8 Tips For Writing A Great Reflective Essay

writing in a journal with a ball pen1

Memories, hopes, disappointments, and curiosity run through your life.

By writing a reflective essay, you can capture some of these ephemeral emotions and make sense of who you really are.

Below, I share eight tips (and a few examples) that will help you do it in a better way.

You may have to write a reflective essay as a part of an academic assignment or a college paper. Or perhaps you want to create it for yourself and never show it to anyone.

Regardless of the reason, after reading this article, you will hopefully become better at it.

They helped a lot of students over the years, so you may check them out.

 

Here’s how to write a great reflective essay:

1. First, what is a reflective essay?

A reflective essay is a piece of writing in which you analyze your personal experience, reflect on how it changed your life, and what conclusions for the future can you draw from what you’ve learned. It’s a “know thyself” type of essay.

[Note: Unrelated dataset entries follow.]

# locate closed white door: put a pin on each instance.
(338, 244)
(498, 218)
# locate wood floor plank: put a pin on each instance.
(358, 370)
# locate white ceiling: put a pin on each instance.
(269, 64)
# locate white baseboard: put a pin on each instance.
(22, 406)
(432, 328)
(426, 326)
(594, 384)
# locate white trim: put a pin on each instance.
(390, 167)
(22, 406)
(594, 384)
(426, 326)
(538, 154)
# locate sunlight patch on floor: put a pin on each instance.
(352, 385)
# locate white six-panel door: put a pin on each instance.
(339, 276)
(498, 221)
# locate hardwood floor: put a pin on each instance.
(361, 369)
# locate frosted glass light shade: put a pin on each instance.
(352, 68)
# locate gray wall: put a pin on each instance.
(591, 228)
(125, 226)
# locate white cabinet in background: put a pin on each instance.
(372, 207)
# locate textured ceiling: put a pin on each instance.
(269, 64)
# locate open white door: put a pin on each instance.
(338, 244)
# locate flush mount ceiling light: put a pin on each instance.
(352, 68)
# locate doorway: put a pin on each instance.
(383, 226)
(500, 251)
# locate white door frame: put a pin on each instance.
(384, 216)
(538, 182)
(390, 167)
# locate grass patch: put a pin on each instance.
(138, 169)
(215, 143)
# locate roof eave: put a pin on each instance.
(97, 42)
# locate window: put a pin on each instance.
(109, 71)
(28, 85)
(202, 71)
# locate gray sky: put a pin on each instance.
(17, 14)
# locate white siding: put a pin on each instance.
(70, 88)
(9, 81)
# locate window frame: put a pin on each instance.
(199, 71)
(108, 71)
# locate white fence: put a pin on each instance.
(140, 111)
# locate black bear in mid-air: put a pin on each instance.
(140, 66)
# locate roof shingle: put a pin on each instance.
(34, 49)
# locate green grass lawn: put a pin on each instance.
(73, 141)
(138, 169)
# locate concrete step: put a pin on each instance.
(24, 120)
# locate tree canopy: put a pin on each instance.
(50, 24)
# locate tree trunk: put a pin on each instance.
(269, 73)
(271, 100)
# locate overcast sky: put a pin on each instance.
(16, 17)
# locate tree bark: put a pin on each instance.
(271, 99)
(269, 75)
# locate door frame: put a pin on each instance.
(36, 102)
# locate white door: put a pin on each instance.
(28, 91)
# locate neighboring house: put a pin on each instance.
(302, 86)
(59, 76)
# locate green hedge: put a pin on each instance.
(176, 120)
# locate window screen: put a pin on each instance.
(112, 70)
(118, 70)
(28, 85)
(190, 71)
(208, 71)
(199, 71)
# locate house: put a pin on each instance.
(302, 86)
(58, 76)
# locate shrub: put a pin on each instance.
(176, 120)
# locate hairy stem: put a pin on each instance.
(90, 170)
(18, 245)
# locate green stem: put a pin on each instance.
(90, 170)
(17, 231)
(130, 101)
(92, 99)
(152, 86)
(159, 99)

The goal here is getting self-knowledge, by stopping to think about your memories, your values, and where do you want to go from the present moment onward. By writing your thoughts down, you pursue some kind of deeper truth, about yourself and the world.

a book laying on the bed

2. The power of writing introspectively

Many great men and women (like Charles Darwin or Frida Kahlo) had a habit of keeping a journal. This seems to be forgotten these days as we record everything through our mobile devices.

But the habit of introspective writing and journaling helps you get in touch with your inner self, and even improves your mental health.

The reflective essay serves a similar purpose.

It lets you search for meaning in your life and lets you discover the underlying causes of your actions.

“Life can only be understood backwards; but it must be lived forwards.” – Søren Kierkegaard

 

3. How do you start your essay?

You may start with an introduction of experience, an event, or memory on which you’ll reflect.

If your topic is “a life-changing incident you had when you were a child,” you could start with:

I used to live on a sunny farm with my parents and grandparents when I was young. A few days after I turned six, something happened that would alter the course of my life forever. I’m fifty-two as I’m writing this…

This beginning has certain elements that make it effective:

Here’s another way to start (this excerpt is taken from Didion’s “On self-respect”):

Once, in a dry season, I wrote in large letters across two pages of a notebook that innocence ends when one has stripped of the delusion that one likes oneself.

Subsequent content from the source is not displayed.